Celebrate Healthy Weight Week, Resolve to Maintain, Avoid Gain, in a Month of Resolutions You Can Keep
You’re determined to shed those extra pounds. You cut calories. You exercise. You lose weight. Then, you gain it back. The yo-yo dieter cycle is something many of my clients are familiar with.
But why do we regain?
Our bodies are phenomenal machines, but they were never built for obesity. In a way, it’s an unfair trick. When we lose weight – our goal to be healthier – our bodies’ metabolisms slow down. This slower resting metabolism rate is what our bodies need to function – to keep our hearts beating, lungs breathing, kidneys filtering blood etc.
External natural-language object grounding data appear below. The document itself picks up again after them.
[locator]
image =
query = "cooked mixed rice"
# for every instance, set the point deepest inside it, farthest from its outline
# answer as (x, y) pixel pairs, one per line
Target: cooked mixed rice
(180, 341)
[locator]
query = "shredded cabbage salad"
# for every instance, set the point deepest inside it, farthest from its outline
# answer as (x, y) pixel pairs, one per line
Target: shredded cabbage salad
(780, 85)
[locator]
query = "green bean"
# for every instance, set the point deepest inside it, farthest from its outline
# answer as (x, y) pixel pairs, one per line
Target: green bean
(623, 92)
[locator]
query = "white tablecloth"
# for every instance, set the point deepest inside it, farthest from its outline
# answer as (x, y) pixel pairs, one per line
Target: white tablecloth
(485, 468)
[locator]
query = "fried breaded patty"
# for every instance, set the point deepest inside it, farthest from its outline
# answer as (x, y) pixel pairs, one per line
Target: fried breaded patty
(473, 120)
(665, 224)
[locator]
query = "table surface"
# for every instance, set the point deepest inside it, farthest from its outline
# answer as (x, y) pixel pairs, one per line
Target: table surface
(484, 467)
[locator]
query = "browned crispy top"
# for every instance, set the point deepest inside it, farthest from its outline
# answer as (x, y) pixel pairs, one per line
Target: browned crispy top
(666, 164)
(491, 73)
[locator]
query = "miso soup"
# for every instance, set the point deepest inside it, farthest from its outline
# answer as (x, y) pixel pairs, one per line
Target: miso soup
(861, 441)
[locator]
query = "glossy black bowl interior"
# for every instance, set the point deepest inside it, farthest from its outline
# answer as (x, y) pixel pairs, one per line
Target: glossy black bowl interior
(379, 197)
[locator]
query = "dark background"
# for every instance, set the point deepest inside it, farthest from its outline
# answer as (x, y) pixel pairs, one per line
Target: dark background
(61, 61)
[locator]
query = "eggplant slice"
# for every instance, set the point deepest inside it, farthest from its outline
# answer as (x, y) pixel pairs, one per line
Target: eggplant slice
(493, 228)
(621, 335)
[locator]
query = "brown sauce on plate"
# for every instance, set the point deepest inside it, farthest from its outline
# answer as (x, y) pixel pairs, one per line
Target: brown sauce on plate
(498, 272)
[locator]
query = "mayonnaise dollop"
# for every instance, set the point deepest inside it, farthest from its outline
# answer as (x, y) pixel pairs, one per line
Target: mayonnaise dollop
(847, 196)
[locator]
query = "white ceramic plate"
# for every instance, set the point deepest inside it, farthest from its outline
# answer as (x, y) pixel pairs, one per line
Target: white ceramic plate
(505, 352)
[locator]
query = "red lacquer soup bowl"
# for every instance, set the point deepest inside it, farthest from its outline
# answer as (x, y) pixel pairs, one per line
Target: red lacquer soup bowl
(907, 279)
So the less we eat, as we tend to do in a weight-loss program, the slower our resting metabolism rate becomes.
And clients definitely see results. They shed pounds. They feel better. They meet their goals. Then they go back to eating how they used to. And this is where things get tricky. Many aren’t overeating. Instead, their new resting metabolism rate is slower than their metabolism from before. So someone who loses 15% of her body weight will have to continue to eat 15% fewer calories to maintain her desired weight. Possibly forever.
Nutrition Action discusses a study that followed NBC’s “The Biggest Loser” Season 2009 contestants. These success stories didn’t necessarily have “happily ever afters.” On average, these contestants lost 38% of their body weight during the filming of the 7-month show. Six years later, all but one had regained a significant amount of weight. Moreover, this weight gain didn’t have the perk of a boosted resting metabolic rate. It was as if their bodies were still trying to get back to that place before they lost the weight.
The third week of January we celebrate Healthy Weight Week. Maintaining a healthy weight by developing healthy habits we can follow throughout our lives is critical to keeping resting metabolic rate up and the pounds off. Here are 5 practical nutrition tips to maintain a healthy weight throughout your life:
- Be Aware of What’s on Your Plate: Portion Distortion, super-sizing, free refills and “bigger is better” have all become part of our everyday vocabulary and eating habits. Over the past 20 years, portion sizes have grown, as have our waistlines. A 16-ounce mocha has 305 more calories than an 8-ounce coffee with whole milk (350 calories compared to 45). It takes an hour and a half to walk off 305 calories. Just 100 calories more each day can add 10 pounds each year. So we need to be mindful of what we’re ordering and eating. Instead of ordering “the usual”, we can order what our bodies really need. Use smaller plates to control portion size. Don’t have a “clean your plate” policy. Listen to your body. Stop when you’re sated. And no more large-sized fries, double-burgers, monster muffins or king-sized cookies.
- Pile on the fruits and vegetables: Fill your plate! Make it a goal to have almost half of your plate filled with fruits and vegetables. Choose in-season products to reduce your carbon footprint and insure variety. Make fruits and vegetables your family’s go-to snack.
- Switch to low-fat or non-fat dairy products: You won’t lose the calcium, but you will lose the calories.
- Water! Instead of reaching for juice boxes, sports drinks or soft drinks, drink water. All. Day. Long. A juice box of apple juice has almost 100 calories and 22 grams of sugar. Water? Just plain old great hydration.
- Curb Your Sweet-Tooth and Salt Cravings: High-sugar diets are the primary cause of cancer, obesity, and chronic disease in the United States. Replace refined-grain foods for whole-wheat options. Buy unsweetened options (yogurt, oatmeal) and drizzle with honey. Consider savory, instead of sweet, for snacks. Also, don’t confuse salt with flavor. Choose low-sodium, no-sodium options. Train your taste buds.
These are five easy-to-follow tips to maintain a healthy weight. The lifelong battle of weight gain and loss can be avoided by developing healthy habits from the get-go. That said, it’s never too late to choose health, take strides to change bad habits, and find better ways to snack, choose foods at restaurants, and get your family on track to health now.